Bootland told The Guardian the past 18 months have seen the number of projects in the Passivhaus pipeline surge.
“At the last count, there were over 7,000 homes in development,” he said, explaining that interest in Passivhaus buildings exploded when local authorities started declaring climate emergencies and setting carbon neutral targets. “If you’re trying to deliver net zero new-build social housing, one of the best ways to do that is to build a Passivhaus and then have some renewable energy provision locally, possibly on the site.”
Camden’s Agar Development illustrates the benefits Passivhaus can bring to social housing. Consisting of 216 council homes, the award-winning development is the largest Passivhaus scheme in the UK, and its residents now enjoy energy bills 70% lower than they were paying in their previous homes.

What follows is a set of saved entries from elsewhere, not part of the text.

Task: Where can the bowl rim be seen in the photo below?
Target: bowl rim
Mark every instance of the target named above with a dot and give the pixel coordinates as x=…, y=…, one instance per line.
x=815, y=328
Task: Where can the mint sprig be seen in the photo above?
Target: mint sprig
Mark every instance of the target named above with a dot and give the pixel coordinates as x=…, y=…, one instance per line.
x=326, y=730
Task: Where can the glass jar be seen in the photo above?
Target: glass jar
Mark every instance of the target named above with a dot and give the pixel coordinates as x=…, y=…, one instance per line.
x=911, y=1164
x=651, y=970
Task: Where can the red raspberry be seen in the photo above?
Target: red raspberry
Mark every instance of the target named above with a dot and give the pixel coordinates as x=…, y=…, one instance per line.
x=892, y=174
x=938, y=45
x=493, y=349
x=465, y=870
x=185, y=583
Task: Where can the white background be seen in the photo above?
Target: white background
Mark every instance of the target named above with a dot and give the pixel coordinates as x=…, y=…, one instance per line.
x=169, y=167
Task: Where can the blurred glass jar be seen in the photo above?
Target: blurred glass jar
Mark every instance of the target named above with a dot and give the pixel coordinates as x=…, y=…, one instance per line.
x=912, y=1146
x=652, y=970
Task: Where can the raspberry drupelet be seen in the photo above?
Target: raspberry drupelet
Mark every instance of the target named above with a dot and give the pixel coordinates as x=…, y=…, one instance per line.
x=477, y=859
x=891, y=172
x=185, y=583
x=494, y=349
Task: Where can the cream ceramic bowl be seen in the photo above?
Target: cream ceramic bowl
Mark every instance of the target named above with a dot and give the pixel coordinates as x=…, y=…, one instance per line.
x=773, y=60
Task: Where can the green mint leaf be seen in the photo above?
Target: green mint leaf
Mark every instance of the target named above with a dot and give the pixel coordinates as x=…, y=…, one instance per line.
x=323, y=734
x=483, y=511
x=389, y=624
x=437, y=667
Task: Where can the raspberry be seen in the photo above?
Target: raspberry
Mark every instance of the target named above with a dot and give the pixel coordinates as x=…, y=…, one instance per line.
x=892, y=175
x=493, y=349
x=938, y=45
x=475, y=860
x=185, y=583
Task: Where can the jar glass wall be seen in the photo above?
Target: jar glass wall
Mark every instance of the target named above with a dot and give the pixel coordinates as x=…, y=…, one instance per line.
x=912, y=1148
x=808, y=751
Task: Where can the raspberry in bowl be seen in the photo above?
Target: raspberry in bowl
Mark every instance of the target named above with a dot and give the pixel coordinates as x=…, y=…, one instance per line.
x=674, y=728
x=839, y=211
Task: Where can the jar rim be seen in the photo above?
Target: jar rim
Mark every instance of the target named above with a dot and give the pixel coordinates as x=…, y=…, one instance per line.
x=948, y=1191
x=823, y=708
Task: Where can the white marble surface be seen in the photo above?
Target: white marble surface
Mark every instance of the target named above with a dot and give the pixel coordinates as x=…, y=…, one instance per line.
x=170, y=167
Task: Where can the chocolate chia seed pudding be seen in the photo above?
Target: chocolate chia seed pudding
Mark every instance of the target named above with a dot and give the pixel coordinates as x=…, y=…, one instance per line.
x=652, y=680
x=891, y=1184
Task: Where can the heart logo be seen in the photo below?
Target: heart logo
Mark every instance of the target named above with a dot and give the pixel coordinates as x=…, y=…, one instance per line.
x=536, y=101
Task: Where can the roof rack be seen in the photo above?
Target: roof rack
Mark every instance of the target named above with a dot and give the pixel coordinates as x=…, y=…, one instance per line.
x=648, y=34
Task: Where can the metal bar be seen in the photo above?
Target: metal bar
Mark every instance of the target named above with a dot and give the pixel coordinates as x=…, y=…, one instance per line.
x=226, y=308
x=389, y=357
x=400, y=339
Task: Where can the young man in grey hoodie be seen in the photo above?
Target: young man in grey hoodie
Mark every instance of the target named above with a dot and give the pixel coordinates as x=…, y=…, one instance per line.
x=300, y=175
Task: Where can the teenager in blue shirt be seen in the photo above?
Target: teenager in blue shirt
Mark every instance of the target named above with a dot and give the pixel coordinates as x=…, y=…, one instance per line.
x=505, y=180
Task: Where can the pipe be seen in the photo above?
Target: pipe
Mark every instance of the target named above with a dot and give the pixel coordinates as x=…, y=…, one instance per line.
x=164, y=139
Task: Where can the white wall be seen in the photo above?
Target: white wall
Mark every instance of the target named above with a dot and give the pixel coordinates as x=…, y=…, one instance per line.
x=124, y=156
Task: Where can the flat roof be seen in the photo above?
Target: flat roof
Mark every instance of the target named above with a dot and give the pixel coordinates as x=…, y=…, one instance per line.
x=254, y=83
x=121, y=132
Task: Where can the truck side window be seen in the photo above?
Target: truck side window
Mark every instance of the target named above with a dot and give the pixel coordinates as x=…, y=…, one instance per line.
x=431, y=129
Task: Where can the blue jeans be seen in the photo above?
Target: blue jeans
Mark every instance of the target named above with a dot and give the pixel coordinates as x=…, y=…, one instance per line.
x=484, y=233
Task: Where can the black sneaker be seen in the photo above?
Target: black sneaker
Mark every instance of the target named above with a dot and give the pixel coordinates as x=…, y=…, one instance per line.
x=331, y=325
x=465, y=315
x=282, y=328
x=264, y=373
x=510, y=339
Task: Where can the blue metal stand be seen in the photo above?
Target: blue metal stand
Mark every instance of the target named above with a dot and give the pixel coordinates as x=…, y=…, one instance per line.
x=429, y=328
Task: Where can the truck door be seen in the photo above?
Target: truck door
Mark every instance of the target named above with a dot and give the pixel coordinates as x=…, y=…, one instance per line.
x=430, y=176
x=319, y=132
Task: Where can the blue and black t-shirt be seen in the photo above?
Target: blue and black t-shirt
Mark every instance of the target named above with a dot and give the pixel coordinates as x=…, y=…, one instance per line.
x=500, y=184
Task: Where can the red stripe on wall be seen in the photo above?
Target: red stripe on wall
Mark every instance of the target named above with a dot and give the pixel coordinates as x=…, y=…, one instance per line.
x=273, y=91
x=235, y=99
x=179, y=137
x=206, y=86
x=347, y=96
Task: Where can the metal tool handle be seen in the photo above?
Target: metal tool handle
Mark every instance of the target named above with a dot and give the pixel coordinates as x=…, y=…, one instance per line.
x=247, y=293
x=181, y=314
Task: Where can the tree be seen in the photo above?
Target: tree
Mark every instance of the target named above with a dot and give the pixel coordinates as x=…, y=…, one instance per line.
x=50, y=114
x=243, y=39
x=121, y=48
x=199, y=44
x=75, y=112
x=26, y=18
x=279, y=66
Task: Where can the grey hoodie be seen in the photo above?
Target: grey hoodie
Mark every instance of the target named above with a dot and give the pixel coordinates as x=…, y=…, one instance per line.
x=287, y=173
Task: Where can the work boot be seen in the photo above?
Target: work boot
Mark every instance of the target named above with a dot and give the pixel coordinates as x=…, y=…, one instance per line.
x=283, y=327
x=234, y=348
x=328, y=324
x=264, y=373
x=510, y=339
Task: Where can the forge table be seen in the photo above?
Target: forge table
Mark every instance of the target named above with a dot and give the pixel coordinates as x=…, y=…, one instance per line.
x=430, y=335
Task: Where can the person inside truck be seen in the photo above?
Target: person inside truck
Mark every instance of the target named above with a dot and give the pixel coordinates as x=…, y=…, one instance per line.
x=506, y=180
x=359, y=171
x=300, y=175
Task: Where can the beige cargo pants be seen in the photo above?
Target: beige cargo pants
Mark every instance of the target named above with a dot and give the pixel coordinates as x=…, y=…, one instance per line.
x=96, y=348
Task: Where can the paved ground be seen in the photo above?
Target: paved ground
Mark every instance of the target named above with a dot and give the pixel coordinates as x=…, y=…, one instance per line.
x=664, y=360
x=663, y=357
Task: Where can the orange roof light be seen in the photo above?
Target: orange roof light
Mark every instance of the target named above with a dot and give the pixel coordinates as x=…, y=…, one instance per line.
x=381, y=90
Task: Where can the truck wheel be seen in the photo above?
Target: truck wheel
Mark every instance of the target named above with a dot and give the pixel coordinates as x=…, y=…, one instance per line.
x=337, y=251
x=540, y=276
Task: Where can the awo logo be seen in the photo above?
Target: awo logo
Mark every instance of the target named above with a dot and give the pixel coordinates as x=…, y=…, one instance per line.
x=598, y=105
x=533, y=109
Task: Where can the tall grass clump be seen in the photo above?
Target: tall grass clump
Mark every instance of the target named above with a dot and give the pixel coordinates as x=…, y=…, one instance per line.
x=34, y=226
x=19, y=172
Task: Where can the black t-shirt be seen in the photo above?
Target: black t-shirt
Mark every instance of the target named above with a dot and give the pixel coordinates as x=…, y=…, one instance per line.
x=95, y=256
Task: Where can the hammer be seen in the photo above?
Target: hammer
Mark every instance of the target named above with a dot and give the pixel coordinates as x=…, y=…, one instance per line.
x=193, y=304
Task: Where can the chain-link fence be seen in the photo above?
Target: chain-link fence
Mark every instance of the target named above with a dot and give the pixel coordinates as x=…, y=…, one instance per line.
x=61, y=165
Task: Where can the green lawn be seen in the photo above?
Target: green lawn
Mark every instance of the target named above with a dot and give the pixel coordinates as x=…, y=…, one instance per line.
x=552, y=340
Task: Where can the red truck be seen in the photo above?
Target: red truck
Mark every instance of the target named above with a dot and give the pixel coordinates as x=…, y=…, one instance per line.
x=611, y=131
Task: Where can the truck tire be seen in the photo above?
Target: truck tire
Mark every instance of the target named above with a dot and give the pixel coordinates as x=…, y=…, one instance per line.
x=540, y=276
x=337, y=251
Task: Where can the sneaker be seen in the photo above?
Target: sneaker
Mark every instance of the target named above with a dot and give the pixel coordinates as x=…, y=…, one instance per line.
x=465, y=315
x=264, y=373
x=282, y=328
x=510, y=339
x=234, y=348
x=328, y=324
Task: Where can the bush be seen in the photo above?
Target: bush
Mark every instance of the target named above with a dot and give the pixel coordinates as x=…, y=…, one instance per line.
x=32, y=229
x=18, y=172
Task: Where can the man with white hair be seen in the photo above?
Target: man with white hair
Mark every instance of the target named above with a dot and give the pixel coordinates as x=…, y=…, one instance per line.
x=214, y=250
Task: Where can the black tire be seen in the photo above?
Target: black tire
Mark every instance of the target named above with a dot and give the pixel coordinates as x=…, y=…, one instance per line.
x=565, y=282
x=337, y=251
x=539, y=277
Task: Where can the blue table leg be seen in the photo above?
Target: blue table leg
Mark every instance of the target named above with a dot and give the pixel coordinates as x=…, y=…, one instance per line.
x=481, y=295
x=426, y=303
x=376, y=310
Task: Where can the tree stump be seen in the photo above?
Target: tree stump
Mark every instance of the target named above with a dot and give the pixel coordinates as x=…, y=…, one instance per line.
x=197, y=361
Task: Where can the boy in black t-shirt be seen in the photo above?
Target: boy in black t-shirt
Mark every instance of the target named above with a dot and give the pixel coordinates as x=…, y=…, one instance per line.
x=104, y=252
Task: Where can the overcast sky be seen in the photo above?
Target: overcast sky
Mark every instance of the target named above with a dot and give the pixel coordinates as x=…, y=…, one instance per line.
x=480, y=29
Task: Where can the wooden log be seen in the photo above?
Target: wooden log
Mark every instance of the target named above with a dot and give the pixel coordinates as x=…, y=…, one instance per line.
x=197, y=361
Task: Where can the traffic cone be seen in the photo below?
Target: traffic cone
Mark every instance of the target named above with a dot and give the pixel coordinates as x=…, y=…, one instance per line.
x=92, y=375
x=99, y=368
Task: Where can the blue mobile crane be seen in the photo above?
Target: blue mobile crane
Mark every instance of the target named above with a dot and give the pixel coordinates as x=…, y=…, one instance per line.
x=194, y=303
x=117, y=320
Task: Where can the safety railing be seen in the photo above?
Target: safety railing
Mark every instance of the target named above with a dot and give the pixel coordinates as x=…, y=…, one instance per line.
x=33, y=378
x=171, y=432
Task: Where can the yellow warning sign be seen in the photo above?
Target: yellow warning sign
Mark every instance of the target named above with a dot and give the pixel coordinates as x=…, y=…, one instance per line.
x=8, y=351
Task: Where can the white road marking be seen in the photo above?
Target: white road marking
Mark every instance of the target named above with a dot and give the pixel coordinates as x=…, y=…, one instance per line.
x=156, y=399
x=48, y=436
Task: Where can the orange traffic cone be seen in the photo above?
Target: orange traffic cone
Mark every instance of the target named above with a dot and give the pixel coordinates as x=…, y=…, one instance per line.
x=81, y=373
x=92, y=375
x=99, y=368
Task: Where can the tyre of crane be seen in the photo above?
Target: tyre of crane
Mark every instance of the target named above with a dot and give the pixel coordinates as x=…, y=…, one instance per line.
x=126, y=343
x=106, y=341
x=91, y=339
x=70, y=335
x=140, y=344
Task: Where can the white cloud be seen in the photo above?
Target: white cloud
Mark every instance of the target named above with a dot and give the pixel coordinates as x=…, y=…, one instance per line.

Any building pursuing Passivhaus accreditation in the UK must meet all standards required by the Passivhaus Trust, and “undergo a strict compliance process” with an accredited expert from start to finish.
“A true Passivhaus will always have a certificate to prove its status and your solicitor should be sent the paperwork during the conveyancing process,” notes The Guardian.
The accreditation process, plus costs that accrue from insulating and ventilating to a very high standard, mean Passivhaus homes typically cost between 4% and 8% more to build than a standard home.
The building materials are basically the same, Bootland noted, so “it’s the attention to detail, in terms of getting the design right, and the fact that the quality control onsite is more rigorous,” that make Passivhaus building more demanding. So a Passivhaus should be “only a tiny bit more” time-consuming and tricky to build than a standard house, he said.
While retrofitting to the Passivhaus standard is entirely doable, and will yield great benefits by slashing energy bills and increasing comfort, Bootland warned that process should begin with enlisting a certified Passivhaus consultant to examine the home and develop a solid plan.
Owners of damp and drafty older homes need to be particularly careful, he added, noting that “it might not be financially viable or appropriate to take a building like that to the full Passivhaus retrofit standard.”
“Definitely get expert advice. Don’t try to do it yourself,” he said.
“Green mortgages” with discounted rates or cashback provisions are available in the UK to fund new or retrofitted Passivhaus homes, writes The Guardian. “Green living” home improvements like triple-glazed windows and air source heat pumps are also eligible for cashback under various schemes.